An ACU spokesman hasn't responded to a request for comment from Mother Jones.
Maybe it's progress that Weissberg is only on the ACU website and not speaking at CPAC. Last year, the ACU gave a microphone to several white nationalists who headlined a panel titled, "The Failure of Multiculturalism: How the Pursuit of Diversity Is Weakening the American Identity." Among the panelists was Derbyshire, who also has been kicked out of the National Review editorial lineup for his racist writings; Peter Brimelow, the founder of the nativist site VDARE, which publishes the work of many other anti-Semitic and white-supremacist writers; and Robert Vandervoot, who's also affiliated with American Renaissance and the nativist group Pro-English.

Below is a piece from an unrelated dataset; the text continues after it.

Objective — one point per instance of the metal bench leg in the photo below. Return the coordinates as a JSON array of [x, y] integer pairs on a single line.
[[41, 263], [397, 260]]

Two board members of Young America's Foundation, which cofounded and sponsors CPAC along with the ACU, run a political action committee that gave money to a white-nationalist group, as my colleague Nick Baumann documented earlier this year here. As Baumann noted, Ron Robinson, one of the YAF board members in question, is also on the ACU's board.
The conservative movement will continue to have a tough time appealing to minorities if it keeps cavorting with these folks, no matter how many African Americans appear on their panel discussions.